Ou bien c’était dans un chalet de montagne, dans une région sauvage du Colorado. Arrivée à la fin de l’été, je m’étais installée avec le strict nécessaire dans ce petit chalet loué dans le but d’échapper aux distractions, qui selon moi, m’empêchaient de finir mon roman. Rien, ni personne alentour, je devais faire deux heures de route une fois par semaine pour aller me ravitailler dans la ville la plus proche. Le jour du ravitaillement était le seul où je m’accordais une pause dans l’écriture. Je consacrais mes mâtinées à écrire, assise à un petit bureau en bois au premier étage. La fenêtre donnait sur de grands arbres et je pouvais entendre le chant des oiseaux, douce musique qui m’accompagnait dans mon labeur. Quand l’inspiration n’était pas au rendez-vous, je n’avais qu’à ouvrir la porte-fenêtre et me rendre quelques instants sur le balcon qui faisait face aux montagnes au loin pour me perdre dans la contemplation de cette nature gigantesque. Quelques minutes de ce spectacle suffisaient à revivifier ma plume à l’arrêt. L’après-midi, quand je ne lisais pas à l’ombre des arbres devant le chalet, je partais en exploration, le plus souvent en direction d’un torrent auprès duquel quelques une de mes meilleures idées me sont apparues. Je les notais vite sur mon carnet avant de reprendre mon observation de la vie sauvage qui m’entourait. Écureuils, chipmunks, oiseaux de toutes sortes, papillons et insectes, biches et chevreuils, toutes ces rencontres nourrissaient mon imaginaire jusqu’à m’ inspirer un recueil de nouvelles, publié peu après mon roman. Les semaines passaient, les jours raccourcissaient et se refroidissaient, les arbres s’enflammaient et mes sorties aussi devenaient plus courtes, tandis que mes séances de travail s’intensifiaient à la chaleur du poêle que j’avais dû allumer. J’avais pu mettre le point final à mon roman et retourner en ville, juste avant la tempête de neige qui m’aurait bloquée là pour une dizaine de jours. L’expérience aurait pu être intéressante, mais j’avais rendez-vous avec mon éditeur.

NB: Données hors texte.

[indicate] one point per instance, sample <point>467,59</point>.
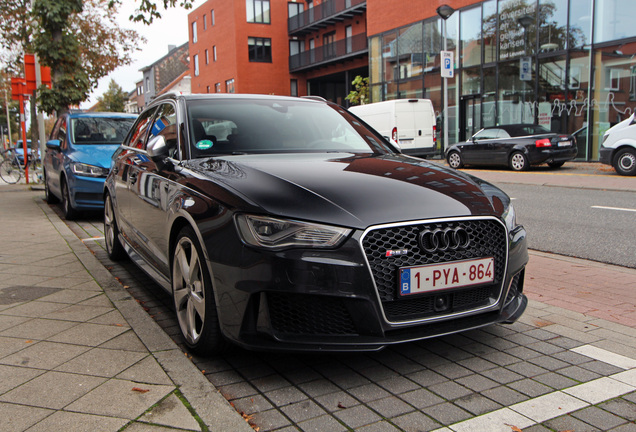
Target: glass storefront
<point>569,65</point>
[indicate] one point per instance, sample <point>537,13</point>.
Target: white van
<point>619,147</point>
<point>409,122</point>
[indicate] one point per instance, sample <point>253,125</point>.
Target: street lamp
<point>445,11</point>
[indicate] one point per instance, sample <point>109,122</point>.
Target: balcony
<point>324,14</point>
<point>326,54</point>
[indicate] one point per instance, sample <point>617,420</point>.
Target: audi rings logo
<point>440,240</point>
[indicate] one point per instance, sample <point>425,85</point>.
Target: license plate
<point>435,277</point>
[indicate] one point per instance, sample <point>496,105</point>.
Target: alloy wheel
<point>455,160</point>
<point>189,290</point>
<point>518,162</point>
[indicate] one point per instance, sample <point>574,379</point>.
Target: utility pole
<point>41,132</point>
<point>6,103</point>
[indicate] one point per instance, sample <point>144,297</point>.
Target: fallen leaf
<point>137,389</point>
<point>541,323</point>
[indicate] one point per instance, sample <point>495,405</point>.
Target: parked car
<point>619,147</point>
<point>78,156</point>
<point>517,146</point>
<point>408,122</point>
<point>303,229</point>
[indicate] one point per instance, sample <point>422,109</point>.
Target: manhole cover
<point>17,294</point>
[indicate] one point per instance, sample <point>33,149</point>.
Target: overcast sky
<point>171,29</point>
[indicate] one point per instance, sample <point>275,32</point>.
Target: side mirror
<point>157,148</point>
<point>53,144</point>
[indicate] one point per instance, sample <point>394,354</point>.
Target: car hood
<point>350,190</point>
<point>93,154</point>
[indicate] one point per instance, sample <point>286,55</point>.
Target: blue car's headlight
<point>88,170</point>
<point>276,234</point>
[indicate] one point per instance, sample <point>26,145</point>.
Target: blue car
<point>78,156</point>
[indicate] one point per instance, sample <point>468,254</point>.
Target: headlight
<point>605,137</point>
<point>88,170</point>
<point>277,234</point>
<point>510,217</point>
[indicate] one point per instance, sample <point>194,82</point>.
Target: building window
<point>229,86</point>
<point>349,38</point>
<point>260,49</point>
<point>257,11</point>
<point>329,45</point>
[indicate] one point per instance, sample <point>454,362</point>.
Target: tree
<point>360,95</point>
<point>147,11</point>
<point>81,42</point>
<point>113,99</point>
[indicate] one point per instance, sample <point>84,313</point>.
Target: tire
<point>9,172</point>
<point>455,160</point>
<point>518,162</point>
<point>48,196</point>
<point>114,248</point>
<point>194,297</point>
<point>625,162</point>
<point>555,165</point>
<point>67,207</point>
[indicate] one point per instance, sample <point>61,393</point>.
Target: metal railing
<point>325,12</point>
<point>335,51</point>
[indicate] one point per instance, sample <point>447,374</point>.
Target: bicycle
<point>12,170</point>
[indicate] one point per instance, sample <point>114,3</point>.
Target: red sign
<point>29,72</point>
<point>18,88</point>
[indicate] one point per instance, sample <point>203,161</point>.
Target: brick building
<point>578,57</point>
<point>278,47</point>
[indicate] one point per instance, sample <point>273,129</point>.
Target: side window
<point>61,132</point>
<point>165,124</point>
<point>487,134</point>
<point>137,136</point>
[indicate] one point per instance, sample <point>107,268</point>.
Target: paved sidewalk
<point>77,353</point>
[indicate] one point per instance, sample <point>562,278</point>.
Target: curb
<point>213,409</point>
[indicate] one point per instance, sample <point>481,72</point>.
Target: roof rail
<point>318,98</point>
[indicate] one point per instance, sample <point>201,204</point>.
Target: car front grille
<point>302,314</point>
<point>487,239</point>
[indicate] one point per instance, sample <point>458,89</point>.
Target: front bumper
<point>302,300</point>
<point>605,155</point>
<point>539,156</point>
<point>86,193</point>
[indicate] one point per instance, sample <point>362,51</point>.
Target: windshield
<point>276,126</point>
<point>99,130</point>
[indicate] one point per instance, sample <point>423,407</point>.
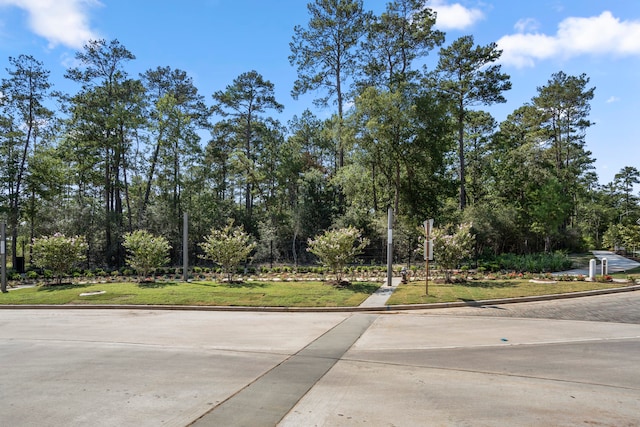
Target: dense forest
<point>129,152</point>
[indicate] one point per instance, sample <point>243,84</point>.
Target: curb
<point>403,307</point>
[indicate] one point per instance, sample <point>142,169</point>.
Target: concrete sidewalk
<point>179,368</point>
<point>379,298</point>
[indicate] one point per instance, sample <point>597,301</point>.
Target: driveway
<point>457,367</point>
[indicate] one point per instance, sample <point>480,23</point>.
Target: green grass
<point>252,294</point>
<point>414,292</point>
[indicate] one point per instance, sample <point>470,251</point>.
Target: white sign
<point>428,226</point>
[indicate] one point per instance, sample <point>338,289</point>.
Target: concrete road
<point>440,368</point>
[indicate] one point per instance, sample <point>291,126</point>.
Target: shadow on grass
<point>52,287</point>
<point>487,284</point>
<point>156,285</point>
<point>477,304</point>
<point>240,285</point>
<point>359,287</point>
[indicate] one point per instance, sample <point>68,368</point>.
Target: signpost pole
<point>390,247</point>
<point>3,255</point>
<point>185,247</point>
<point>428,225</point>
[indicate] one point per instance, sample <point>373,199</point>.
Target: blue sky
<point>216,40</point>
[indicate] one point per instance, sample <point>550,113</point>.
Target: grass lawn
<point>414,292</point>
<point>252,294</point>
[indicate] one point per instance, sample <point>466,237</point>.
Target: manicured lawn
<point>253,294</point>
<point>414,292</point>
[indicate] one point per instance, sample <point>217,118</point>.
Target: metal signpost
<point>185,247</point>
<point>390,247</point>
<point>3,255</point>
<point>428,251</point>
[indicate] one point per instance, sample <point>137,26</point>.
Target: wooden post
<point>428,225</point>
<point>389,246</point>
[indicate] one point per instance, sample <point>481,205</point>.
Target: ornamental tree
<point>58,253</point>
<point>228,247</point>
<point>450,249</point>
<point>146,252</point>
<point>337,248</point>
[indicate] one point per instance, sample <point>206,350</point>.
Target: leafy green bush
<point>59,253</point>
<point>337,248</point>
<point>146,252</point>
<point>532,263</point>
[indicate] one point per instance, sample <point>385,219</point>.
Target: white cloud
<point>454,16</point>
<point>528,24</point>
<point>59,21</point>
<point>597,35</point>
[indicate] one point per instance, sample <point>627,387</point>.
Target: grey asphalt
<point>560,362</point>
<point>452,367</point>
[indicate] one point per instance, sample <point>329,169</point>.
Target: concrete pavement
<point>615,264</point>
<point>178,368</point>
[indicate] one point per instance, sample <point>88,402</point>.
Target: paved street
<point>623,308</point>
<point>562,363</point>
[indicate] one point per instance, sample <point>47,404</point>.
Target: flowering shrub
<point>450,249</point>
<point>228,247</point>
<point>145,252</point>
<point>58,253</point>
<point>337,248</point>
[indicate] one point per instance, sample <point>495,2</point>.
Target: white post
<point>185,247</point>
<point>390,247</point>
<point>3,255</point>
<point>592,269</point>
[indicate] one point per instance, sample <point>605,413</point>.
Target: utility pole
<point>3,255</point>
<point>390,246</point>
<point>185,247</point>
<point>428,251</point>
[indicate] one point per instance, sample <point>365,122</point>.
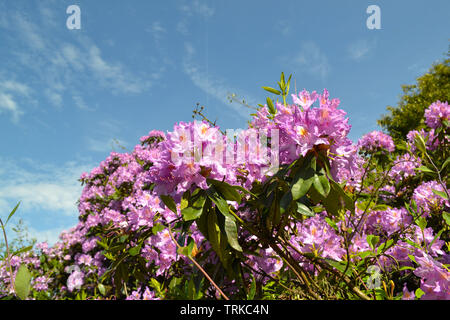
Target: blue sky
<point>134,66</point>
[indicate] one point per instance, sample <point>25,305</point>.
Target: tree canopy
<point>408,114</point>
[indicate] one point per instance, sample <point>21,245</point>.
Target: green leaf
<point>227,190</point>
<point>22,250</point>
<point>157,228</point>
<point>419,293</point>
<point>372,240</point>
<point>322,185</point>
<point>302,183</point>
<point>440,193</point>
<point>251,293</point>
<point>195,209</point>
<point>446,162</point>
<point>220,202</point>
<point>101,289</point>
<point>12,213</point>
<point>410,256</point>
<point>422,223</point>
<point>272,90</point>
<point>424,169</point>
<point>214,235</point>
<point>232,236</point>
<point>134,251</point>
<point>168,201</point>
<point>22,282</point>
<point>420,143</point>
<point>304,210</point>
<point>271,107</point>
<point>446,217</point>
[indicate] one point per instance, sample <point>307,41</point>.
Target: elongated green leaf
<point>422,223</point>
<point>214,235</point>
<point>22,282</point>
<point>420,143</point>
<point>271,107</point>
<point>441,194</point>
<point>168,201</point>
<point>446,162</point>
<point>372,240</point>
<point>302,186</point>
<point>322,184</point>
<point>285,201</point>
<point>22,250</point>
<point>227,190</point>
<point>195,209</point>
<point>304,210</point>
<point>446,217</point>
<point>232,236</point>
<point>272,90</point>
<point>12,213</point>
<point>424,169</point>
<point>220,202</point>
<point>251,293</point>
<point>134,251</point>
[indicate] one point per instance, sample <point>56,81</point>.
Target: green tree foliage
<point>408,114</point>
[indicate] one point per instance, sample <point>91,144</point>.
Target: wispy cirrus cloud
<point>190,10</point>
<point>360,49</point>
<point>311,60</point>
<point>41,187</point>
<point>10,91</point>
<point>212,85</point>
<point>58,68</point>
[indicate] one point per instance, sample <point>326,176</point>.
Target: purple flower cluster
<point>122,197</point>
<point>436,113</point>
<point>376,140</point>
<point>427,201</point>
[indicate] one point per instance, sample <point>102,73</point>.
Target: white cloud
<point>105,144</point>
<point>197,7</point>
<point>14,86</point>
<point>312,60</point>
<point>41,188</point>
<point>157,30</point>
<point>360,49</point>
<point>65,69</point>
<point>8,104</point>
<point>51,236</point>
<point>211,85</point>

C’est du moins ce dont elle rêvait dans son H.L.M. de banlieue, assise à sa table, devant l’ordinateur qui venait encore de buguer, effaçant les quelques lignes qu’elle avait laborieusement passé sa matinée à écrire. Son roman n’avançait toujours pas ! En chassant d’un mouvement agacé une grosse mouche qui tournoyait et bourdonnait nerveusement autour de l’écran, elle pensa que de toute façon ce qu’elle venait de taper ne valait rien et qu’elle avait bien besoin de changer d’air.